# Advice on buying Lighting Kit with Light Tent for still-life photos



## Veer.malhotra (Feb 17, 2013)

Hello guys,

I'm actually new to photography. I'm looking for how to buy a light tent, and a lighting kit, that can be used to create a couple of soft-light based images of still-life. Please help me with decent manufacturer names, links to buy the lighting equipment online.

My Budget is 8K.

Please help will be appreciated. Thanks!


----------



## raja manuel (Feb 17, 2013)

Wouldn't it be simpler and cheaper to make one yourself?

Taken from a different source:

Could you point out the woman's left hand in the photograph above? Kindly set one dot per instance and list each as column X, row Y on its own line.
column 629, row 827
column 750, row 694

Strobist: How To: DIY $10 Macro Photo Studio


----------



## sujoyp (Feb 17, 2013)

I made one for myself....but if u want for serious reasons then u can get it from ebay.com ...there r many available for around 40$


----------



## Veer.malhotra (Feb 19, 2013)

Thanks a lot. I'm looking to buy, as i'm too lazy to create one. Thanks for help


----------



## sujoyp (Feb 19, 2013)

you can buy from lightdelight.com   ....its easier to find and buy from there


----------



## Upadhyay (Apr 19, 2013)

You should get a couple of Simpex entry level studio lights in this price, they come with remote trigger and 120mm square soft box. You may not need the tent but if required it will be better to make it yourself.

cheers,
Praveen


----------